I fire off the text message to Aspen before I tuck my phone back into my pocket and sit down at the massive conference table.

She’s ignored my first few texts since I returned to town.

I had to leave abruptly after Levi’s recovery, and we never got a chance to talk.

I’m desperate for a chance to clear the air with her, but she’s barely glanced my way.

Avoiding me at every family gathering I’ve been invited to in the last couple of weeks, dodging me in the halls of the Avarice as we all work to get Seven Sins ready for its grand reopening, and once, quite literally jumping on the back of her horse on the ranch and riding off like I was invisible to her.

“Thank you for coming here today. We’ll be reading the will, and I’ll be explaining the different assets and how they’ve been assigned.

As the executor, your grandmother has asked me to explain all the legalese for you.

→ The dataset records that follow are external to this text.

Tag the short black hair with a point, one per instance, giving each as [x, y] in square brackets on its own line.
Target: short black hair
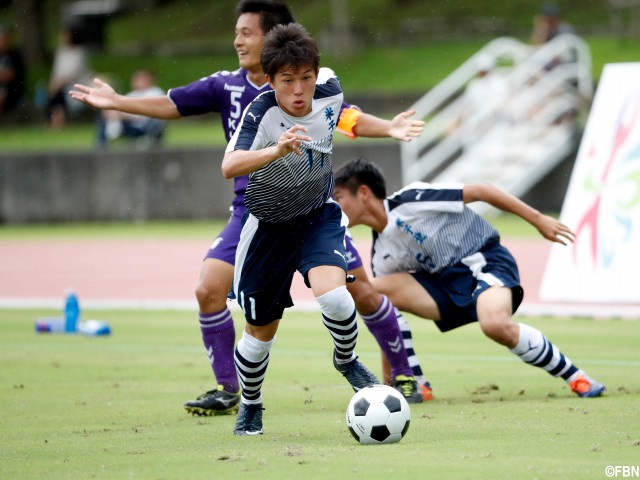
[288, 46]
[271, 13]
[359, 172]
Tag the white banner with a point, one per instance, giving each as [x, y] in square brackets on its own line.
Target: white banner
[602, 205]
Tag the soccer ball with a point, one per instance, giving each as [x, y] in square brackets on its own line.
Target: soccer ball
[378, 414]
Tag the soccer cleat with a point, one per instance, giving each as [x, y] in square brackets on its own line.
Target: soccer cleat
[585, 386]
[214, 402]
[426, 391]
[408, 387]
[249, 420]
[356, 373]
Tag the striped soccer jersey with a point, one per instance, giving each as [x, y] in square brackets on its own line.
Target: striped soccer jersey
[429, 228]
[293, 185]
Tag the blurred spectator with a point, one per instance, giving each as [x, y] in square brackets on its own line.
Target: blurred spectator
[12, 73]
[547, 24]
[70, 66]
[146, 131]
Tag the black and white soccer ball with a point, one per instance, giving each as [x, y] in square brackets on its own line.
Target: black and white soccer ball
[378, 414]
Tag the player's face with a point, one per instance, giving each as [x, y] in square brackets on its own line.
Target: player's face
[294, 89]
[349, 203]
[248, 41]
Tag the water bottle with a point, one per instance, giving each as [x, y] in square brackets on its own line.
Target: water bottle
[71, 312]
[94, 328]
[50, 325]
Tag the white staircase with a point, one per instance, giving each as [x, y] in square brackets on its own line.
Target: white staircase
[520, 133]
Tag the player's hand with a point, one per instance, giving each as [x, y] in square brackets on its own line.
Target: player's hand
[291, 141]
[553, 230]
[404, 128]
[102, 96]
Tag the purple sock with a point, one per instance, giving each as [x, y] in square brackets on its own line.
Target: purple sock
[219, 337]
[383, 325]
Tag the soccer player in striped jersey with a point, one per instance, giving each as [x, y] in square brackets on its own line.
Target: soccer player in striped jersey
[229, 93]
[434, 257]
[284, 143]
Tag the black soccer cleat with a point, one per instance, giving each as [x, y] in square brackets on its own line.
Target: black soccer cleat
[214, 402]
[356, 373]
[249, 420]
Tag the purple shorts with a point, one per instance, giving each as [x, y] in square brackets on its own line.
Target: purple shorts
[226, 243]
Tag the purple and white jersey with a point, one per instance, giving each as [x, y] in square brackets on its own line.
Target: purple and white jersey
[293, 185]
[225, 92]
[428, 228]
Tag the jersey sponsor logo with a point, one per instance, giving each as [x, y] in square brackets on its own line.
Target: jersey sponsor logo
[425, 260]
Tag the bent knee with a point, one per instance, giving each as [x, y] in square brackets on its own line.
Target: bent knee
[366, 298]
[211, 294]
[501, 330]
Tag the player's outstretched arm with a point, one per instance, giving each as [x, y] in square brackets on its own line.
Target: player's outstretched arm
[549, 227]
[104, 97]
[402, 127]
[244, 162]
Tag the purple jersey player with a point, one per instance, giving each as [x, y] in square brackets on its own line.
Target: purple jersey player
[229, 93]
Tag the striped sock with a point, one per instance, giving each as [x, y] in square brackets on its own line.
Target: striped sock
[535, 349]
[339, 316]
[251, 359]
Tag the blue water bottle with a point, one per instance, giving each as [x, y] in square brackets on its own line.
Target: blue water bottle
[71, 312]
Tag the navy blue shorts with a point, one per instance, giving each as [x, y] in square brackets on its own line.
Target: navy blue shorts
[269, 254]
[455, 289]
[353, 257]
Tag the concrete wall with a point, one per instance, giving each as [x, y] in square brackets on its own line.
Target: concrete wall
[164, 184]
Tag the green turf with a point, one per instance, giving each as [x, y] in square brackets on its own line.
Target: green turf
[111, 408]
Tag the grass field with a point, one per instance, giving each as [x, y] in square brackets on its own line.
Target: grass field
[111, 407]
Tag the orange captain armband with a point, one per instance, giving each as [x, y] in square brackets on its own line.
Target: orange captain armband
[348, 121]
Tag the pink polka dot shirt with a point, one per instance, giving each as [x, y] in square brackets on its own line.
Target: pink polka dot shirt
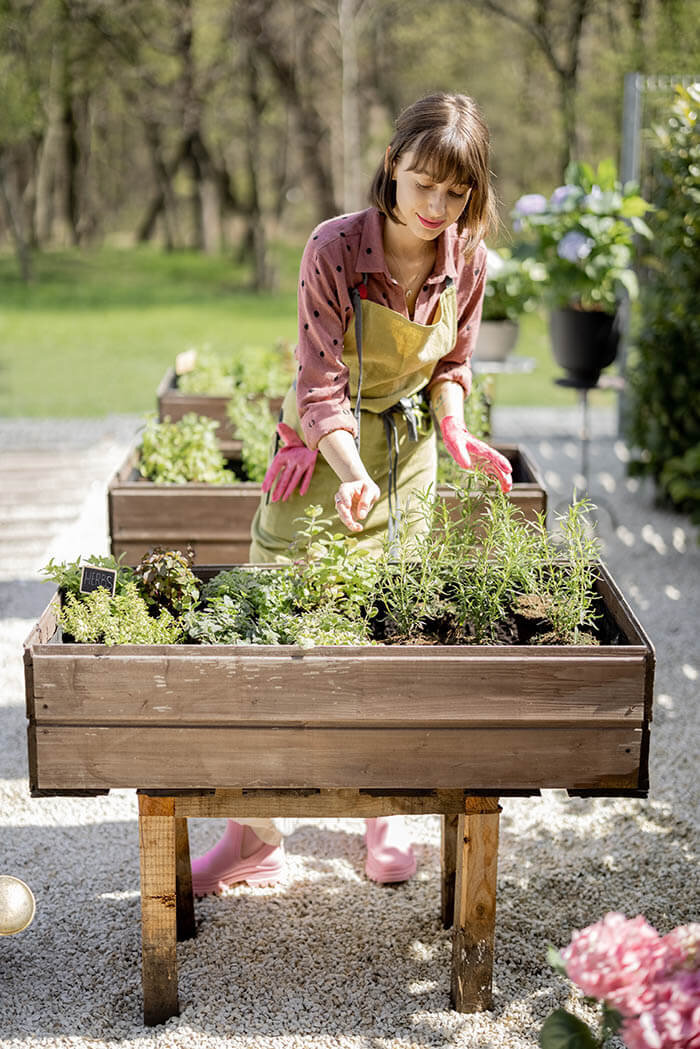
[338, 253]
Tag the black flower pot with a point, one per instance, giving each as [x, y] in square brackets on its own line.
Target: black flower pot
[584, 342]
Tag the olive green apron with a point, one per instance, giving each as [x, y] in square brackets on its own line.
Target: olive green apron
[397, 360]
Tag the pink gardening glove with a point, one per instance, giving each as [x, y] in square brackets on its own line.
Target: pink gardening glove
[464, 449]
[293, 465]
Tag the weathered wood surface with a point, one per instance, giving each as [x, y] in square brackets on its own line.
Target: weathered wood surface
[448, 833]
[316, 803]
[483, 718]
[474, 905]
[94, 756]
[303, 687]
[158, 913]
[215, 519]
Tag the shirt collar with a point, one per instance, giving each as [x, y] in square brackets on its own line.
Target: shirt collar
[370, 253]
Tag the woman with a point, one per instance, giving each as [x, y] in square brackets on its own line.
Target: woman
[389, 305]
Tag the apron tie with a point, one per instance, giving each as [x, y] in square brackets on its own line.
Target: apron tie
[406, 406]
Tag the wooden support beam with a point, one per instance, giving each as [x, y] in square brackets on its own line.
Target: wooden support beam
[474, 904]
[156, 843]
[448, 868]
[186, 926]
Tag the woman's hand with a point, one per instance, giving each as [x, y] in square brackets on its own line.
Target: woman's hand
[354, 500]
[468, 451]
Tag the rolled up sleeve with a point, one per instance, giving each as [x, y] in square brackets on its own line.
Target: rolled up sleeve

” The lawyer rattles off introductory remarks as I stare at the window.

There’s a view of the city sprawling out toward the mountains, like it’s trying to crawl its way to the foothills and losing a bit of itself along the way to the vortex of the city.

The blaring sound of honking cars and the bustle of the street below us drift through even the thickest glass, and bounce around the glass cage we’re encased in as he presents the last of my father’s legacy.

Grams is rapidly outliving her entire family.

Her husband and her son, several of her siblings, and god knows how many cousins, aunts, and uncles were all preceding her in death.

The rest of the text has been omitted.